A week or so ago I wrote about how comics are particularly different from just about any other medium. I tried to illustrate this by showing, in the words of Scott McCloud, that “Juxtaposed pictorial and other images in deliberate sequence, (1993:8)” fine-tuning by the artists hand, and deliberate planning by the writer can use visuals carry the weight of paragraphs of exposition. Don’t get me wrong. Reading pages, paragraphs, or sentences of exposition are probably my favorite part of fiction, better in some cases that the evolving storyline. Why? Because, when it’s done well, you can see it in your incredibly opulent imagination.
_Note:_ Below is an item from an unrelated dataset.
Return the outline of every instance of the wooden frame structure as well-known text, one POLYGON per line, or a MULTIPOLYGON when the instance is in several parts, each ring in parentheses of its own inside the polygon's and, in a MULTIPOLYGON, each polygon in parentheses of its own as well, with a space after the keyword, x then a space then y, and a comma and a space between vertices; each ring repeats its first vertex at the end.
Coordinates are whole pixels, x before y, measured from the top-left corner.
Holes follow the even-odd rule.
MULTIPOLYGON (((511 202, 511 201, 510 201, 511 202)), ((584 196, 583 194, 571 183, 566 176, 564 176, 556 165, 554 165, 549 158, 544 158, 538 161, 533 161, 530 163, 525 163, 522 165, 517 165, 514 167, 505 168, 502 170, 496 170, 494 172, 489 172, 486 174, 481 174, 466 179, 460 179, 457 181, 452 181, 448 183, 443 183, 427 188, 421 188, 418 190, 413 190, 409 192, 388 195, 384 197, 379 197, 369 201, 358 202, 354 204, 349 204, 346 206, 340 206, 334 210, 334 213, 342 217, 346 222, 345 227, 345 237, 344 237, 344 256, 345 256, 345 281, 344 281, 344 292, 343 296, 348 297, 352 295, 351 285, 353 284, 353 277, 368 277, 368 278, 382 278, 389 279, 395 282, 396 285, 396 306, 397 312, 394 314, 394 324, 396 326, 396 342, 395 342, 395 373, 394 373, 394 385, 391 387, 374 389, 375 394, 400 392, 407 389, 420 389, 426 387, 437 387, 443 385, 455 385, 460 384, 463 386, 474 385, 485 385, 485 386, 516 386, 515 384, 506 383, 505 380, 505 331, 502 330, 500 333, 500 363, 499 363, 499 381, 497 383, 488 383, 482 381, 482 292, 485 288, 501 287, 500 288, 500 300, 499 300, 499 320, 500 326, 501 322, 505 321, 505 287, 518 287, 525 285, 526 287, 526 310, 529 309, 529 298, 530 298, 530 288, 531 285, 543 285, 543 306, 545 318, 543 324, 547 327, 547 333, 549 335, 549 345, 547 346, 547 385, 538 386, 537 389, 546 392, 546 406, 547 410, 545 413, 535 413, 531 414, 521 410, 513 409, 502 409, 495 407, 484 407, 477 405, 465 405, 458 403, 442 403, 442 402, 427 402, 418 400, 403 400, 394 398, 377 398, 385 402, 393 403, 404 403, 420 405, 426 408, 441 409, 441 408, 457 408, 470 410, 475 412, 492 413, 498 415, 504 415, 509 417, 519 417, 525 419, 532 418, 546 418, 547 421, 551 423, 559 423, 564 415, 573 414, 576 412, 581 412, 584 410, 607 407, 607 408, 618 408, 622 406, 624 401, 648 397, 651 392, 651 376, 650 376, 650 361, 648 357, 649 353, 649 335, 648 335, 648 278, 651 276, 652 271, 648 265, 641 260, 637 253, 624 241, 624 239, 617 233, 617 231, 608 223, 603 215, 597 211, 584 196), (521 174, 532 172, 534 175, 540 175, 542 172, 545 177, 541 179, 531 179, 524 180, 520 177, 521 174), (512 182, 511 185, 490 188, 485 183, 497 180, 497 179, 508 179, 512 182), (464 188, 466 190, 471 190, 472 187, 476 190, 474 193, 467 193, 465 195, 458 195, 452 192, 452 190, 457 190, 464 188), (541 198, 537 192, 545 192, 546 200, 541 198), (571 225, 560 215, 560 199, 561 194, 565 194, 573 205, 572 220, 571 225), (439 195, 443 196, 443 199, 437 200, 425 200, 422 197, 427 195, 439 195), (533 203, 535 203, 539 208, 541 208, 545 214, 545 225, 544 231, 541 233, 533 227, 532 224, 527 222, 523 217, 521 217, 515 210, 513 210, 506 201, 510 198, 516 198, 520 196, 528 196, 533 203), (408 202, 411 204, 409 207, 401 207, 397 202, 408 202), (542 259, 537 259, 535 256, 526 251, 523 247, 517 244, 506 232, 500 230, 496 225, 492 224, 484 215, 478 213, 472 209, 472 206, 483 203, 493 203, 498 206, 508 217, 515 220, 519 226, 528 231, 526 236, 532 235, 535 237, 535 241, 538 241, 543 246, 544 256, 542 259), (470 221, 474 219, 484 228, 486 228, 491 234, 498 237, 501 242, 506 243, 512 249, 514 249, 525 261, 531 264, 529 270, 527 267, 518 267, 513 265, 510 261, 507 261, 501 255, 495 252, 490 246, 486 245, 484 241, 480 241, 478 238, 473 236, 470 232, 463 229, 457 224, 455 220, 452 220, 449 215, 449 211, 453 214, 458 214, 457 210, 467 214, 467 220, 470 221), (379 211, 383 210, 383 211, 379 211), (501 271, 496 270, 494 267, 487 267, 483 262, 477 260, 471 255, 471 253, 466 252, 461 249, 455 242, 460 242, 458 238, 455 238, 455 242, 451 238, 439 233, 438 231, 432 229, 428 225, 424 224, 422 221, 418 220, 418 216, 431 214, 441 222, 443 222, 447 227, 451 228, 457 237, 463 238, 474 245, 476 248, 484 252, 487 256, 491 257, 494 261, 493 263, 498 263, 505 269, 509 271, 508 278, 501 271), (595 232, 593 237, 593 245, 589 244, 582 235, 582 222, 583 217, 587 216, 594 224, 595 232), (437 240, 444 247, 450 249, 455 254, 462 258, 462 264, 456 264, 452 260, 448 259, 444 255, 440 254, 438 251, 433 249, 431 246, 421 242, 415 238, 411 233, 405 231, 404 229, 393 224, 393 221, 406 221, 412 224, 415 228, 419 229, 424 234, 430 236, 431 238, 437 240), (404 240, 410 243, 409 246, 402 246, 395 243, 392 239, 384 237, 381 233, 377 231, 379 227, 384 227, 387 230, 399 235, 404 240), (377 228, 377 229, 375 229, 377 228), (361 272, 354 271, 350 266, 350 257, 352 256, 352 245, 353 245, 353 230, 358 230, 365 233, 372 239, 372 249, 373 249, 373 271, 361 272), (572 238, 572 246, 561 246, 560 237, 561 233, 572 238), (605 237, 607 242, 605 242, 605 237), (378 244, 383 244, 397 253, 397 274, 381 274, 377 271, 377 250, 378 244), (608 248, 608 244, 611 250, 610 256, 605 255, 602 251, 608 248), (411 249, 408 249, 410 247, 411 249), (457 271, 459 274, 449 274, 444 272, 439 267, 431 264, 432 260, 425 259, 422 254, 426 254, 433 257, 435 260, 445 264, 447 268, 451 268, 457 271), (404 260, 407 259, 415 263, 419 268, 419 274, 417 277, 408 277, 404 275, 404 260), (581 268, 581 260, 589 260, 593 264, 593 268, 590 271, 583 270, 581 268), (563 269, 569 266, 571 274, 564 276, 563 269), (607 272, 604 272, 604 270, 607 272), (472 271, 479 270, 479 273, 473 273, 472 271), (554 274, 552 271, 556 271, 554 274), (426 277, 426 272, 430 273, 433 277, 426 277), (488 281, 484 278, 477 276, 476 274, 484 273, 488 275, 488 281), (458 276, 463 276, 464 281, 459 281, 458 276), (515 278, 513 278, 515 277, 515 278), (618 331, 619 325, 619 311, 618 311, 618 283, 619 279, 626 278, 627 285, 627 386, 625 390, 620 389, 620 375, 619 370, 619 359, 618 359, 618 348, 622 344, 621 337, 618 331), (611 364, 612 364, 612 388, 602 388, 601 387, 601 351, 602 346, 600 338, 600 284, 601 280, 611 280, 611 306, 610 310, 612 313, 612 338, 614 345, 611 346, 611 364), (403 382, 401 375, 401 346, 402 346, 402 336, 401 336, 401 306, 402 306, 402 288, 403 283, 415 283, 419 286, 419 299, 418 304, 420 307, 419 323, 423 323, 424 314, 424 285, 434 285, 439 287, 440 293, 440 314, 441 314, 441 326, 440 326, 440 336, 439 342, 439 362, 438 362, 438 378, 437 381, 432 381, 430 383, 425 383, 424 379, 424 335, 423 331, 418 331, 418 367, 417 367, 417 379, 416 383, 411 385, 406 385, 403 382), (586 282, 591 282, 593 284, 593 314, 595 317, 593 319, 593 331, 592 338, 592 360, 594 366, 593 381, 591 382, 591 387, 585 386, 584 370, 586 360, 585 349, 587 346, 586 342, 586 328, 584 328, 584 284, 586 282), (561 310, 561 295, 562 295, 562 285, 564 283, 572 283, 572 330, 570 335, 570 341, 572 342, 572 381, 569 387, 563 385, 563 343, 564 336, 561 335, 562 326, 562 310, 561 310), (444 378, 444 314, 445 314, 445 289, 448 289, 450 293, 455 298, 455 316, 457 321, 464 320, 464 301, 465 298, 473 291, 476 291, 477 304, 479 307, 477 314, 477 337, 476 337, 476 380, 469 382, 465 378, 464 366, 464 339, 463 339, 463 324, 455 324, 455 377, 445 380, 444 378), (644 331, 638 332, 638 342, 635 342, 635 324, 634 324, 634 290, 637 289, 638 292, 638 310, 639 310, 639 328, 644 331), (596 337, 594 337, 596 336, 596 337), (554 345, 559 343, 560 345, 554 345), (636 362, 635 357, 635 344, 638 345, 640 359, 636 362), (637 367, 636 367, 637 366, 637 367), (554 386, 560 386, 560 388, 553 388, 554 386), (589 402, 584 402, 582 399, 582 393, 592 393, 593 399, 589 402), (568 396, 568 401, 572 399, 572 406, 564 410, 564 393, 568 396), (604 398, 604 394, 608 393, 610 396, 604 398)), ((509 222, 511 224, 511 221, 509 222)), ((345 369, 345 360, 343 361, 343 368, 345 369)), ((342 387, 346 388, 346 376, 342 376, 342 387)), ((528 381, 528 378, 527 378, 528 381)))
In comics, which we have come to agree in this blog is what a graphic novel is when it’s not being self-conscious, the burden lies heavily on the visual. In this respect, sequential art shares something with the movies. But as the prolific, acclaimed writer of comics Alan Moore says, a film moves at a predetermined pace, “…if I’m watching a film I’m trapped in the rigid framework dictated by the film’s running time. I must immerse myself in the flow of the film and hope I’ll pick up on enough of the constant flow of details to make coherent sense of the story at the end.” (2007:5). This brings to light the idea of time and how only comics, thus far, can address it in a wholly unique way. On the comics’ page as the panels flow from one image to the next, we can capture time, past present and future within the same viewspace. Ah, but with a DVD, I can go back and forth as well. Yes, but currently that is still a linear experience. I cannot see them all at the same time and because they are all in front of me on the comics’ page, I am getting a unique and particularly different experience.

Add to that the multi-modal braining that is required to interpret image and word along with the leap between panels (the gutter, the gap, the whitespace) the “closure” required to bridge what is happening from image to image is yet another example of the otherly nature of the art form. And this is by no means an exhaustive list of what separates the comics medium from the rest of narrative form — just another one.

McCloud, Scott. 1993. Understanding Comics. New York: Paradox Press.

Moore, Alan. 2007. Alan Moore’s Writing for Comics. Rantoul, IL: Avatar Press.